A panel of FDA advisers concluded after hours of discussion Oct. 31 that the first CRISPR gene therapy candidate is safe enough for clinical use, The New York Times reported.
An advisory committee met Oct. 31 to discuss an experimental drug for sickle cell disease, which would be the first approved therapy made with CRISPR technology if the FDA gives its green light. The agency is expected to make its final decision by Dec. 8.
CRISPR is a gene-editing tool that stands for clustered regularly interspaced short palindromic repeats, and cancer drug researchers have been investigating its treatment potential for years.
The candidate is exagamglogene autotemcel, or exa-cel, a drug product developed by Boston-based Vertex Pharmaceuticals and Switzerland-based CRISPR Therapeutics. The drugmakers applied for the drug to be approved for sickle cell disease patients 12 and older.
The Institute for Clinical and Economic Review evaluated exa-cel's cost-effectiveness value between $1.35 million and $2.05 million per dose; the drugmakers have not proposed a list price for the experimental therapy.

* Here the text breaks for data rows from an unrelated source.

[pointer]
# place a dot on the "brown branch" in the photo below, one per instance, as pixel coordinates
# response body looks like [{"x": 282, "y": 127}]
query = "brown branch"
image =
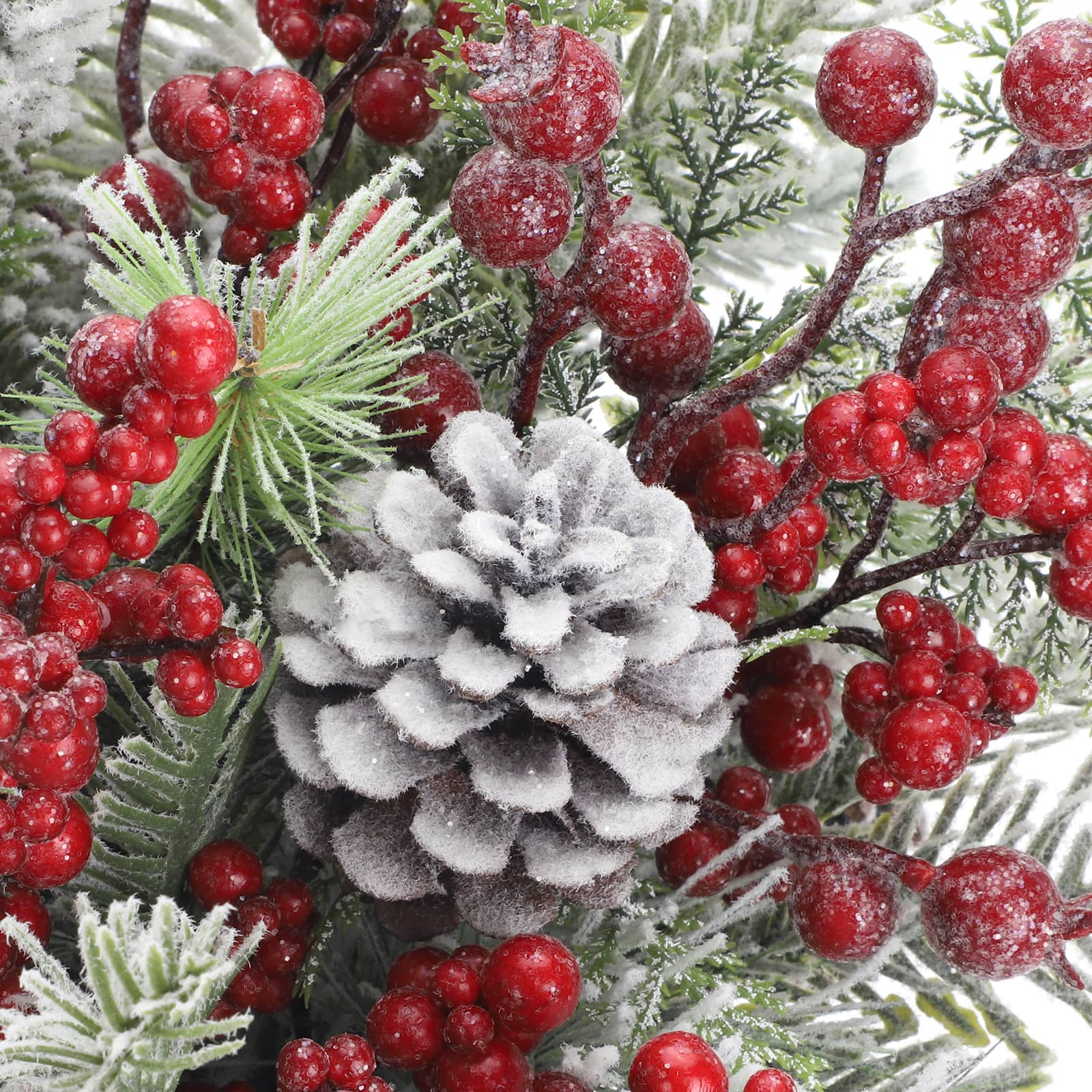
[{"x": 127, "y": 71}]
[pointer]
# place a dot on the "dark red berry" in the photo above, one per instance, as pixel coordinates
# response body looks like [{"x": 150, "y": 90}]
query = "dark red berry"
[
  {"x": 1046, "y": 85},
  {"x": 876, "y": 87},
  {"x": 677, "y": 1062},
  {"x": 225, "y": 872}
]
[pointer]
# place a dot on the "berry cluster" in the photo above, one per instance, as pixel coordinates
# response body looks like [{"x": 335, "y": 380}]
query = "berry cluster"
[
  {"x": 936, "y": 706},
  {"x": 459, "y": 1021},
  {"x": 243, "y": 132},
  {"x": 229, "y": 872}
]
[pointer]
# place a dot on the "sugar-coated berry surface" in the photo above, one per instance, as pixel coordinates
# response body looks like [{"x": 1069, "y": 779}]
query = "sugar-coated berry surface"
[
  {"x": 876, "y": 87},
  {"x": 844, "y": 910},
  {"x": 551, "y": 93},
  {"x": 531, "y": 983},
  {"x": 992, "y": 912},
  {"x": 1018, "y": 246},
  {"x": 1046, "y": 85},
  {"x": 508, "y": 211},
  {"x": 637, "y": 281},
  {"x": 186, "y": 345},
  {"x": 677, "y": 1062}
]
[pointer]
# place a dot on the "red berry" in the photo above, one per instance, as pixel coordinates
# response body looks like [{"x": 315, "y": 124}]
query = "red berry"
[
  {"x": 391, "y": 102},
  {"x": 876, "y": 87},
  {"x": 844, "y": 910},
  {"x": 744, "y": 788},
  {"x": 677, "y": 1062},
  {"x": 992, "y": 912},
  {"x": 958, "y": 387},
  {"x": 60, "y": 860},
  {"x": 87, "y": 554},
  {"x": 737, "y": 483},
  {"x": 875, "y": 784},
  {"x": 405, "y": 1029},
  {"x": 1014, "y": 689},
  {"x": 637, "y": 281},
  {"x": 1046, "y": 85},
  {"x": 169, "y": 196},
  {"x": 1018, "y": 246},
  {"x": 344, "y": 34},
  {"x": 500, "y": 1067},
  {"x": 352, "y": 1061},
  {"x": 448, "y": 385},
  {"x": 278, "y": 114},
  {"x": 225, "y": 872},
  {"x": 469, "y": 1028},
  {"x": 691, "y": 851},
  {"x": 1016, "y": 336},
  {"x": 549, "y": 92},
  {"x": 302, "y": 1066},
  {"x": 71, "y": 436},
  {"x": 511, "y": 212},
  {"x": 740, "y": 609},
  {"x": 786, "y": 729},
  {"x": 531, "y": 983},
  {"x": 186, "y": 345},
  {"x": 102, "y": 364},
  {"x": 925, "y": 744},
  {"x": 833, "y": 435}
]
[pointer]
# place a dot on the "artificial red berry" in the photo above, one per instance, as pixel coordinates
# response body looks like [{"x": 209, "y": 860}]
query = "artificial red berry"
[
  {"x": 1046, "y": 85},
  {"x": 225, "y": 872},
  {"x": 691, "y": 851},
  {"x": 447, "y": 384},
  {"x": 352, "y": 1061},
  {"x": 637, "y": 281},
  {"x": 833, "y": 435},
  {"x": 744, "y": 788},
  {"x": 549, "y": 93},
  {"x": 677, "y": 1062},
  {"x": 737, "y": 483},
  {"x": 1018, "y": 246},
  {"x": 302, "y": 1066},
  {"x": 405, "y": 1029},
  {"x": 469, "y": 1028},
  {"x": 71, "y": 436},
  {"x": 992, "y": 912},
  {"x": 786, "y": 729},
  {"x": 531, "y": 983},
  {"x": 876, "y": 87},
  {"x": 101, "y": 362},
  {"x": 186, "y": 345},
  {"x": 925, "y": 744},
  {"x": 278, "y": 114},
  {"x": 391, "y": 102}
]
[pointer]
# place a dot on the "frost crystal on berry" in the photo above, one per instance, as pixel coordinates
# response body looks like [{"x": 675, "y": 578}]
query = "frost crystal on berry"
[{"x": 508, "y": 686}]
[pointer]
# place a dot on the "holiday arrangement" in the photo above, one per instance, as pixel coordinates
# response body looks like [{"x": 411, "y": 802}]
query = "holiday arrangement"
[{"x": 451, "y": 637}]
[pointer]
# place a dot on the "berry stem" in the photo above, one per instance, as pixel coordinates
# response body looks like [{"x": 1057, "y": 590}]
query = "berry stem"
[
  {"x": 388, "y": 14},
  {"x": 127, "y": 71}
]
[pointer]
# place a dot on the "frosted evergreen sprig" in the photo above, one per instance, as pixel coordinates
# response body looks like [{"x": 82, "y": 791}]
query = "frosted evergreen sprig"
[{"x": 140, "y": 1015}]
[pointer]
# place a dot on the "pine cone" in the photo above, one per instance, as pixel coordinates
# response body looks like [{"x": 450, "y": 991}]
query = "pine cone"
[{"x": 508, "y": 686}]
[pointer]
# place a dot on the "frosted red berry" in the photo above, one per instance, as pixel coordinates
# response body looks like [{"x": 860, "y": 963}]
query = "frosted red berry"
[
  {"x": 508, "y": 211},
  {"x": 391, "y": 102},
  {"x": 876, "y": 87},
  {"x": 225, "y": 872},
  {"x": 677, "y": 1062},
  {"x": 278, "y": 114},
  {"x": 531, "y": 983},
  {"x": 1046, "y": 85},
  {"x": 1017, "y": 247},
  {"x": 637, "y": 281}
]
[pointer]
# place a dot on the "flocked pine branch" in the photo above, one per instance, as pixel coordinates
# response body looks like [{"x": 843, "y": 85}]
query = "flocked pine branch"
[{"x": 139, "y": 1017}]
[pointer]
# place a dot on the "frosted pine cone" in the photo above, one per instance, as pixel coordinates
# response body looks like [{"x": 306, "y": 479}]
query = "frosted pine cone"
[{"x": 508, "y": 686}]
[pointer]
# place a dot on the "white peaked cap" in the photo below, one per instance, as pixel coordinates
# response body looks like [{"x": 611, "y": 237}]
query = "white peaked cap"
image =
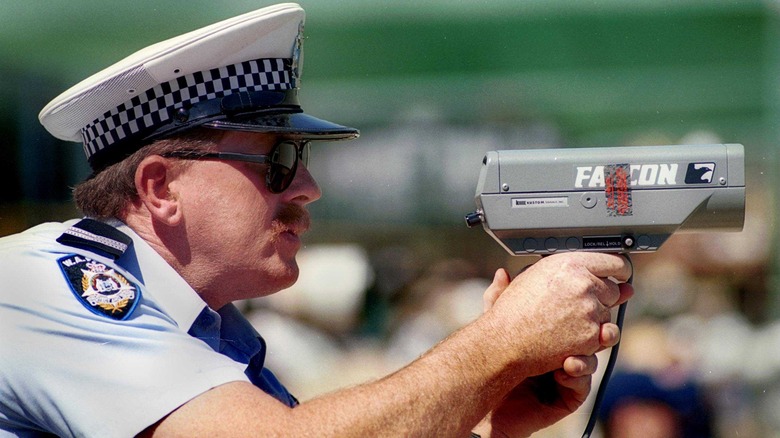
[{"x": 238, "y": 74}]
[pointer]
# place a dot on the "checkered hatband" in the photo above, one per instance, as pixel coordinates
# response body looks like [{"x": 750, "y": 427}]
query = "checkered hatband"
[{"x": 156, "y": 106}]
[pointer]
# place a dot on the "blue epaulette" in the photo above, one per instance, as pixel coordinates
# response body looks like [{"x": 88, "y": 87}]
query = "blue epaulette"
[{"x": 96, "y": 236}]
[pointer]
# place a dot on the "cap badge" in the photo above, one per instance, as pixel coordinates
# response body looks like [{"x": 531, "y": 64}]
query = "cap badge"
[{"x": 100, "y": 288}]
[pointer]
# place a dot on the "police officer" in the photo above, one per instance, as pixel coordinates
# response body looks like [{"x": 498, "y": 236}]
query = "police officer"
[{"x": 121, "y": 323}]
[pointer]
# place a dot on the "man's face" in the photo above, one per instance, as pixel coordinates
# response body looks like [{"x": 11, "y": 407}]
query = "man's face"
[{"x": 236, "y": 228}]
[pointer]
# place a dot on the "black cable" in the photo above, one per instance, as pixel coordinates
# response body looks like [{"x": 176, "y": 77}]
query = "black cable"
[{"x": 608, "y": 370}]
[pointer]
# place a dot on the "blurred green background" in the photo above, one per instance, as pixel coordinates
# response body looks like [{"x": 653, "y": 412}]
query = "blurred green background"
[{"x": 433, "y": 85}]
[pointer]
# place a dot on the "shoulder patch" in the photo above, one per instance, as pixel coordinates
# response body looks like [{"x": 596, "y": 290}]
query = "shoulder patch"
[{"x": 100, "y": 288}]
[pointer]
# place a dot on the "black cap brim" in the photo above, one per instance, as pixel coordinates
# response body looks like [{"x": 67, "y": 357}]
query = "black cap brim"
[{"x": 296, "y": 125}]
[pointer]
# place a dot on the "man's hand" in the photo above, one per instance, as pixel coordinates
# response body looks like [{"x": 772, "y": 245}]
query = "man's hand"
[
  {"x": 558, "y": 307},
  {"x": 540, "y": 401}
]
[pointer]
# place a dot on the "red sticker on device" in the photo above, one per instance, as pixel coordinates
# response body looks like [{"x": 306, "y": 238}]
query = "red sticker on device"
[{"x": 618, "y": 189}]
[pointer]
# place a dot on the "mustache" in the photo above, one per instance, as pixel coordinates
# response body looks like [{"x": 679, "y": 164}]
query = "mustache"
[{"x": 292, "y": 218}]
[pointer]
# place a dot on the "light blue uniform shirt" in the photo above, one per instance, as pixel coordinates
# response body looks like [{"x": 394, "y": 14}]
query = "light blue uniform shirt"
[{"x": 69, "y": 370}]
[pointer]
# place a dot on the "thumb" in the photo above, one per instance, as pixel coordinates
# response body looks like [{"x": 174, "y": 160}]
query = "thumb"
[{"x": 500, "y": 282}]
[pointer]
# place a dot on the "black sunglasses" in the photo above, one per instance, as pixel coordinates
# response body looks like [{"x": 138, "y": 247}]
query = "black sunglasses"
[{"x": 282, "y": 161}]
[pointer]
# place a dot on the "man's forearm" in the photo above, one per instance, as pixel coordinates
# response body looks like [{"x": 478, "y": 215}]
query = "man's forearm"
[{"x": 445, "y": 392}]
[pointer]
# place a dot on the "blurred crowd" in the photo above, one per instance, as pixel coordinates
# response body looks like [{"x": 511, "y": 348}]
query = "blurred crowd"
[{"x": 699, "y": 354}]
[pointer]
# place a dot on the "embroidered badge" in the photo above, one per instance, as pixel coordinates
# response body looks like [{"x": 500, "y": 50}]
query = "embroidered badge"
[{"x": 99, "y": 287}]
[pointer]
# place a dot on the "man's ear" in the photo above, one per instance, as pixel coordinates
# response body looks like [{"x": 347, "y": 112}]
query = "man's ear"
[{"x": 153, "y": 179}]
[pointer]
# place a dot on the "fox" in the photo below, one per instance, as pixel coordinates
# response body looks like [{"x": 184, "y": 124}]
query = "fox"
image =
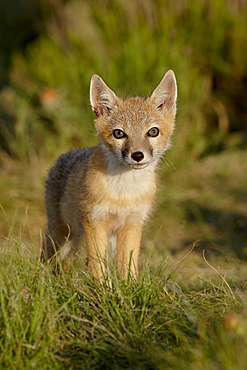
[{"x": 105, "y": 194}]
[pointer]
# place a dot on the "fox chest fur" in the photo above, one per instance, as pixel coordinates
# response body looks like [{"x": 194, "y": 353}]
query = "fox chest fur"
[
  {"x": 107, "y": 190},
  {"x": 108, "y": 193}
]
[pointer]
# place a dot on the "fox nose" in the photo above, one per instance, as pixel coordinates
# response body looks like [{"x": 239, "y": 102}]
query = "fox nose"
[{"x": 137, "y": 156}]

Sickle cell disease affects about 100,000 people in the U.S., and the painful blood disorder is most prevalent among people with African and Mediterranean ancestry, according to the CDC and the FDA.
One of the main questions for the advisory panel surrounded exa-cel's "off-target" results, which is when a gene editing therapy slices DNA similar to its intended area. If this happens, a mutation in a critical gene can lead to cancer or other disorders. This risk is small, but the committee is tasked with comparing exa-cel's "off-target" side effects with its therapeutic benefits.
The panel did not vote on whether to recommend the drug's approval.